I posted on your thread but I will add here as well. These worms do not lay eggs, they bare live young, so that may be what you see. I do not know enough to say if young can be seen. You may read eggs take 6 months to hatch, most I scientific articles I read, this in not the case. Dead adults (or paralyzed in the case of levimosal use) can release eggs but they hatch in a much shorter time than 6 months which is why treatments are recommended at 1 week to 3 week follow ups. The live young/larva need to find a host in 3 weeks. Then ingested larva take a few weeks to become live bearing adults. As most info said 2-3 weeks I went for the middle man of re treatment in 2.5 weeks then again in another 2.5 weeks.

That being said your treatment does not end at removing the worm from the fish. Large water changes are required to remove larva and eggs from the water and secondary complications will most likely come about. It is possible you will not be able to salvage smaller fish, especially those under 1 inch. Smaller fish may not pass all the dead worms allowing them to rot internally and worms could be heavily attached even once dead. You need to prepare for antibiotic treatment for internal damage from the worm, laxative the aid in passing, and removal/euthanasia of fish that cannot be cured to avoid passing infections to other fish. If you have a fish whose species is prone to HITH metro treatment may be required. This is not an easy to treat problem and takes diligence.


My thoughts are the worst I can do is try and fail, euthanizing them all and starting again was never an option if I had a chance.
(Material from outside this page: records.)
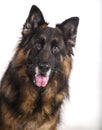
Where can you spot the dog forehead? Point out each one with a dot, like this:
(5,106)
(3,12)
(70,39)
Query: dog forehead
(49,33)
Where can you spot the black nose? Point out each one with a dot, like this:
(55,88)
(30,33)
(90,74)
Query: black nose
(44,67)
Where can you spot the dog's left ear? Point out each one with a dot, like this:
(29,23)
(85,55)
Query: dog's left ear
(69,30)
(34,20)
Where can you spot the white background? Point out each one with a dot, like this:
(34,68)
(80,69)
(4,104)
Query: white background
(83,110)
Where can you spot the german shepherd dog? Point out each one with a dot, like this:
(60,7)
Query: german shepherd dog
(36,80)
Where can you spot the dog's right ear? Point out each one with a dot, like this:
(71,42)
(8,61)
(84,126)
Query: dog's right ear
(34,20)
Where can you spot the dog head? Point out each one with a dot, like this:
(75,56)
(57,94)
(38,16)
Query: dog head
(47,47)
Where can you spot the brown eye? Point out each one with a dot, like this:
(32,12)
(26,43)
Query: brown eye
(55,50)
(38,46)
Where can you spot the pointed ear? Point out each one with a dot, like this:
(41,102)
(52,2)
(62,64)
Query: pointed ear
(69,29)
(34,20)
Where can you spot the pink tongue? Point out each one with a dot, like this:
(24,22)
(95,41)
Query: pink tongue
(41,81)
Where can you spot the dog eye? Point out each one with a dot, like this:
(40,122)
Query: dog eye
(38,46)
(55,50)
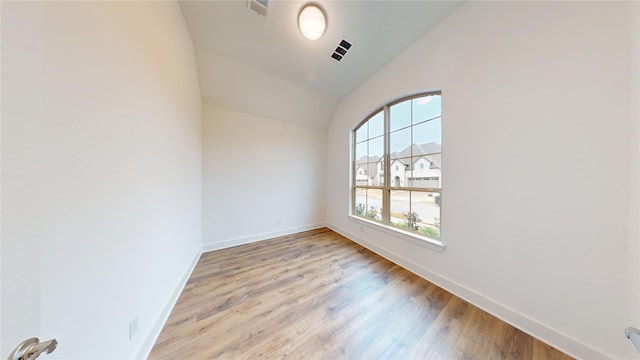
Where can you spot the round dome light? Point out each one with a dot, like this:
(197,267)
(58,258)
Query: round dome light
(312,21)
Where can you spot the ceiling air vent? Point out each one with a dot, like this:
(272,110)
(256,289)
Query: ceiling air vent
(260,7)
(341,50)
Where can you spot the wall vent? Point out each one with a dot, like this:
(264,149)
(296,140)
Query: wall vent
(341,50)
(260,7)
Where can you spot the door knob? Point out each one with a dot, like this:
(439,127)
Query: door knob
(31,348)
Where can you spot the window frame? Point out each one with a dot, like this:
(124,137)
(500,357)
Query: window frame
(387,185)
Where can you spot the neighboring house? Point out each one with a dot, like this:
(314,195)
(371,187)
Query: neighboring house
(419,165)
(368,169)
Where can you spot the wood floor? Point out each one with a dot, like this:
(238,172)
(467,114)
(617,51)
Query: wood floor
(317,295)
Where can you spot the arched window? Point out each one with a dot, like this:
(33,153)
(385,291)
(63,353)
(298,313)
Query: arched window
(401,132)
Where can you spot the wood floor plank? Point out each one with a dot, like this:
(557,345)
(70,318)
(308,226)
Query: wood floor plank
(318,295)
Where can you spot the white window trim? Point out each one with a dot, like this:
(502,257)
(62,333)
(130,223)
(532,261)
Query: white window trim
(426,242)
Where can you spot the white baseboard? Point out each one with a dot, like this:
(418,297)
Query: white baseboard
(521,321)
(151,337)
(258,237)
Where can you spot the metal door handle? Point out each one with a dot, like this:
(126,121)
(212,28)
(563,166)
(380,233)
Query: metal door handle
(633,334)
(31,348)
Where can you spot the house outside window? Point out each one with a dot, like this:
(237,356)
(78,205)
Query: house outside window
(405,196)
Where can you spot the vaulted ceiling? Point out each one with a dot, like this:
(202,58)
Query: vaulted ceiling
(263,65)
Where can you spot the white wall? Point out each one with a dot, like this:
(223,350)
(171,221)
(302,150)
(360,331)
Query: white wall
(101,172)
(261,178)
(529,88)
(227,83)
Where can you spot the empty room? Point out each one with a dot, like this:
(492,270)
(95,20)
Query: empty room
(260,179)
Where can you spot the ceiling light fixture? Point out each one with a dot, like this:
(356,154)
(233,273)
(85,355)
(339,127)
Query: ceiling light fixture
(312,21)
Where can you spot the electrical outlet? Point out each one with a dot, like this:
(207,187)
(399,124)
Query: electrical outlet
(133,327)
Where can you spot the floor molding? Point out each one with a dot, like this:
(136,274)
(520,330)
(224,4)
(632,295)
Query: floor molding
(151,337)
(213,246)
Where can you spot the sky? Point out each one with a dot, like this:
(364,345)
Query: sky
(402,116)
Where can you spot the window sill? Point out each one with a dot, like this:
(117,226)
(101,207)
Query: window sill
(429,243)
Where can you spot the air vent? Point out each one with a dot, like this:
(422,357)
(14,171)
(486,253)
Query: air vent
(341,50)
(260,7)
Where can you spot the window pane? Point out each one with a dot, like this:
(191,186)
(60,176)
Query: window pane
(360,201)
(373,208)
(425,108)
(376,125)
(361,133)
(399,143)
(425,172)
(428,134)
(398,173)
(399,205)
(376,148)
(425,207)
(361,152)
(400,115)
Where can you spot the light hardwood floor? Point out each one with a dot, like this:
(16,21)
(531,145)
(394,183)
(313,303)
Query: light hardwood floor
(318,295)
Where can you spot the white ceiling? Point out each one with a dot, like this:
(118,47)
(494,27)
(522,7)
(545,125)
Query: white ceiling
(232,41)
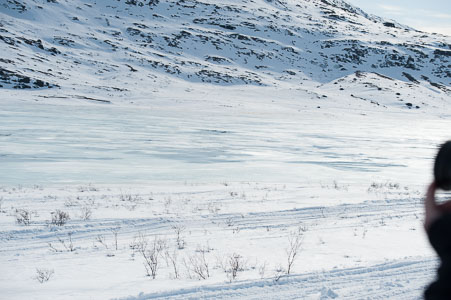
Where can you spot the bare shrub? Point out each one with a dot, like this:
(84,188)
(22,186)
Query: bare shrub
(179,229)
(279,272)
(172,257)
(115,232)
(85,213)
(150,251)
(23,216)
(43,275)
(294,243)
(235,264)
(59,217)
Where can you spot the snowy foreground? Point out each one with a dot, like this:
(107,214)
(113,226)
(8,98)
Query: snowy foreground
(220,193)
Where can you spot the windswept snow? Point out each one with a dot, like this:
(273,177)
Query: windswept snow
(217,133)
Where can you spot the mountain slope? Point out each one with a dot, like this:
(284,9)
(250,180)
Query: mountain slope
(123,46)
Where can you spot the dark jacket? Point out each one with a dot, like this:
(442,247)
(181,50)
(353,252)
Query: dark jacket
(439,235)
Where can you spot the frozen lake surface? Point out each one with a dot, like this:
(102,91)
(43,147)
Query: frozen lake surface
(51,143)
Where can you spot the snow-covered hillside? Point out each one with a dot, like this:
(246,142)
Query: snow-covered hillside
(218,136)
(127,46)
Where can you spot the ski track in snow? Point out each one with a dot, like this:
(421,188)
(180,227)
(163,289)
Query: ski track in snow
(393,280)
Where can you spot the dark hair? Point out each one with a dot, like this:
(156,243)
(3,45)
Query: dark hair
(442,167)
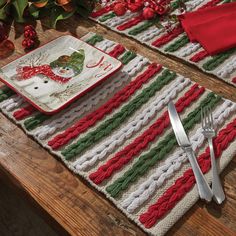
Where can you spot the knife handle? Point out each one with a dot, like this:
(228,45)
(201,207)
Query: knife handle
(204,189)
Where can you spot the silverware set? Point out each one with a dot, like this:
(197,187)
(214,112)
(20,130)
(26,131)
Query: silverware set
(205,192)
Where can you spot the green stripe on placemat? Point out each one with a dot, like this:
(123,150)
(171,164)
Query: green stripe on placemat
(177,44)
(107,17)
(215,61)
(146,161)
(94,39)
(128,56)
(141,28)
(117,119)
(33,122)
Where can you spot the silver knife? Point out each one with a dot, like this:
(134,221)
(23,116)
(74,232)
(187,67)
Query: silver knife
(183,141)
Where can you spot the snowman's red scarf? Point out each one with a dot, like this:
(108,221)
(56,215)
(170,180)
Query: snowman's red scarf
(27,72)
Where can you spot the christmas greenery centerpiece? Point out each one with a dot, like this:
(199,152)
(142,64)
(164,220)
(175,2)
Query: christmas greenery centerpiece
(162,12)
(21,10)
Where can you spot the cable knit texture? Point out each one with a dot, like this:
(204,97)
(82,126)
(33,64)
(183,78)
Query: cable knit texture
(119,137)
(172,41)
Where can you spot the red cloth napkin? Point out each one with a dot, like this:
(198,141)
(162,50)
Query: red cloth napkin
(214,28)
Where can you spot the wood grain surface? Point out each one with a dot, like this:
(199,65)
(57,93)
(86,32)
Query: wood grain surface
(75,205)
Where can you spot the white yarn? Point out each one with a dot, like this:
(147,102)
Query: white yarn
(130,69)
(189,49)
(118,20)
(172,164)
(105,45)
(12,103)
(135,65)
(118,138)
(79,109)
(150,33)
(228,68)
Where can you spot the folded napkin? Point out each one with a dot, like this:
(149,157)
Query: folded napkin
(214,28)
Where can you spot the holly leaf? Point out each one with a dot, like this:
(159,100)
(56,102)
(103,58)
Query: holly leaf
(34,11)
(19,6)
(59,14)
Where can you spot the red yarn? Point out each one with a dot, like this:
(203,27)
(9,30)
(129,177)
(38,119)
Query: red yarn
(101,12)
(199,56)
(117,51)
(132,22)
(186,182)
(210,4)
(91,119)
(23,112)
(133,149)
(168,36)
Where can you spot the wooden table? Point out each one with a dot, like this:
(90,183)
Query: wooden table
(69,200)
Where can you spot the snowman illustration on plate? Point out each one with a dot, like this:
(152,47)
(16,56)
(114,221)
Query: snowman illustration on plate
(42,81)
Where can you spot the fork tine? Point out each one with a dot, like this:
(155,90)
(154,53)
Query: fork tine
(202,118)
(205,115)
(212,121)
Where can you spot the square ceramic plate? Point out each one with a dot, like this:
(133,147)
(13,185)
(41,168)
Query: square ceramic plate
(54,75)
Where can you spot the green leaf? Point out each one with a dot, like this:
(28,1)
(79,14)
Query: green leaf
(4,12)
(34,11)
(19,6)
(57,14)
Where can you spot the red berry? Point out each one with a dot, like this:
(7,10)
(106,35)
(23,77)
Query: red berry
(148,13)
(120,9)
(160,10)
(29,27)
(28,43)
(30,34)
(134,7)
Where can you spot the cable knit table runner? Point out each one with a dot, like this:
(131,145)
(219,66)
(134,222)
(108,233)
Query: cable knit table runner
(176,42)
(119,137)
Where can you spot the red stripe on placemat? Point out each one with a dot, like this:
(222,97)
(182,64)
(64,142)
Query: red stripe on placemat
(141,142)
(210,4)
(168,36)
(101,12)
(117,51)
(199,56)
(186,182)
(23,112)
(134,21)
(91,119)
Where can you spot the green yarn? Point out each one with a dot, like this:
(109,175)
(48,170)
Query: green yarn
(148,160)
(128,56)
(141,28)
(177,44)
(107,17)
(32,122)
(217,60)
(5,93)
(94,39)
(117,119)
But it isn't easy either. So far my med regime worked, but I know my work isn't over yet.

Fenbenazole kills adults and possibly larva and eggs (after ingested). Relatively safe to use (debate on this) but not safe to treat water column.

Flubendaze kills adults/larva/eggs in fish and water column. Debate on safety but same drug family as fenbenazole.

Levimosal stuns adults may result in death of adult, larva, and eggs but much debate. Treatment of choice but hard to come by thanks to druggies. Water column dose.

That's it for known cures that are somewhat readily available. Others are either ineffective or hard to come by. Many not much is known to effects on animal.
 
I had one heck of a battle with these nasty worms. I was able to find levamisole on ebay. Delivery was pricey, but I couldn't bare to watch the suffering any more. It worked like a charm and within a few days, there were no more signs of the worms. One year later, the tank is still clear.
 
That's what I am using if they come back. Ordered levimosel JIC. Got the fenben fenbendazole first because once I lost my tetra I knew I needed something I could get right away. It seems to have worked but I have read some ppl who had it come back so if it does I will be ready and had to use a different med the second time so want to be ready.
 
Fantastic! Thanks for posting this, I am sure you will have helped far more people than ever reply to this message. I hope they make this a sticky! :) Great job!